7-8

Friday, September 20, 2013

The Superior State


U P P E R   P E N I N S U L A   O C T O B E R   2 - 4

The seventh and eighth grade will voyage toward points north in early October for academic work, exercise, and community building in a beautiful Great Lakes setting.

We will leave for the Upper Peninsula at lunchtime on Wednesday, October 2, and will return by dinnertime on Friday, October 4. Your children should come to school as always for collection at 8:45 on Wednesday morning; we will have our morning of school before leaving at lunch. Be sure to pack a lunch that doesn’t need to be heated up in the microwave.

Rachel Goldberg, director of camps and extended learning, will also chaperone the trip.
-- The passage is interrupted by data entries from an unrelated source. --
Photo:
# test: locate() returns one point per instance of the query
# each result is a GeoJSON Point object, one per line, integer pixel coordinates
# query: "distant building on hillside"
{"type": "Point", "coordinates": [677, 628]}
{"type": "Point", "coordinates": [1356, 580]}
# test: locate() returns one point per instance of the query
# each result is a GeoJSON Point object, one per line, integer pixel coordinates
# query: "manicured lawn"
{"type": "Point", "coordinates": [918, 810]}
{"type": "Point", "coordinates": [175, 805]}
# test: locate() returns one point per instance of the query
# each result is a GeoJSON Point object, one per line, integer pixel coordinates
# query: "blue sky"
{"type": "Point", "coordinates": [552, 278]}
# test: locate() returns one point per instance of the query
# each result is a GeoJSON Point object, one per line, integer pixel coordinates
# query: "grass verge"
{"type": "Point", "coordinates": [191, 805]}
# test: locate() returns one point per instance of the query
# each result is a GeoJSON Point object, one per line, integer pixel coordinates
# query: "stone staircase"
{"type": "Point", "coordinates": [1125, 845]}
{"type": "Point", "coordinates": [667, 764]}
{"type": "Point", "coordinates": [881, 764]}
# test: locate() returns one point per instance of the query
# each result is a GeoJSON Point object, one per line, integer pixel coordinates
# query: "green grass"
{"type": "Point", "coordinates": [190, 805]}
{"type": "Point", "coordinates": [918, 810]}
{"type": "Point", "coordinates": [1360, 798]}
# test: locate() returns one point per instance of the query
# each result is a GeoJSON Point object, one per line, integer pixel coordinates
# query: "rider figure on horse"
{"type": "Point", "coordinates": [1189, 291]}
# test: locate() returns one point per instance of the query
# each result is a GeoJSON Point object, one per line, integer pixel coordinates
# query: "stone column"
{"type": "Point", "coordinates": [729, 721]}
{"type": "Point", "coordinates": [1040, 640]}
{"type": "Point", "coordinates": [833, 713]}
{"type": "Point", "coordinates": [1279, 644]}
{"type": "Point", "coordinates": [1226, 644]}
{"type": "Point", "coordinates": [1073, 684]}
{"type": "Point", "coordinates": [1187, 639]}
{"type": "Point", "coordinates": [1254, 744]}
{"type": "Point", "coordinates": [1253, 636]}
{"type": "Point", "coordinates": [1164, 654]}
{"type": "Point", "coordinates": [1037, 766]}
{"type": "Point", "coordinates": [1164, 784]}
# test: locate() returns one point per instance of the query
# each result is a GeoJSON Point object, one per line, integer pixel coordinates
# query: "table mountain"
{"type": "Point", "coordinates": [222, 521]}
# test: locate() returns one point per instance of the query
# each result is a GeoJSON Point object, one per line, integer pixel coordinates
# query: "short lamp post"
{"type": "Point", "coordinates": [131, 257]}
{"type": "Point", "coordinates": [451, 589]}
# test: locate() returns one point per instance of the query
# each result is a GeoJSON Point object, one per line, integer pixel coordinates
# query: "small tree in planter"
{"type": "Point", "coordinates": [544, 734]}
We will be staying at a house located in Gros Cap, a small not-quite-village just west of St. Ignace, about five miles from the Mackinac Bridge. The drive from Ann Arbor will take about four-and-a-half hours. The house property is a wooded lot on the shore of Lake Michigan. The kids will have the option of sleeping indoors or pitching tents on the property in view of the house. I will assign groups for tents; the kids will also have the option of sleeping alone in a tent instead of with a group. Rachel will be staying indoors and I will sleep outside.

Our activities on the trip will be threefold.

First, we will travel to three locations within an hour’s drive for some physical activity: Tahquamenon Falls, the North Country Trail in Hiawatha National Forest, and Lake Michigan Dunes. We may also visit Whitefish Point and Les Cheneaux Islands, depending on time and inspiration. We will not travel to Mackinac Island on this trip.

Second, we will engage in some community-building work. This aspect of the trip will include conversational sessions, led by Rachel and me, opening up our health curriculum, in a setting that will allow us to take our time and remain free of the distractions and tumult of the average school day. In addition, we will undertake the organic collaboration required when fourteen people have to cook for themselves and clean up after themselves.

Third, we will touch upon the Explorers of the World curriculum through reading, writing, and sketching about the rich history of the Straits of Mackinac. Our material will be taken from the great Civil War historian Bruce Catton’s book Michigan. Catton grew up in Benzie County and pulled some of this excellent book from his memoir, Waiting for the Morning Train. We will take in the lakeshore setting for some bonfire-and-storytelling sessions as we consider the meeting point of cultures that occurred at that site in the 1600s.

The house is being graciously offered for our trip by my parents, William and Sheila Sikkenga. You better believe we’ll be taking good care of it.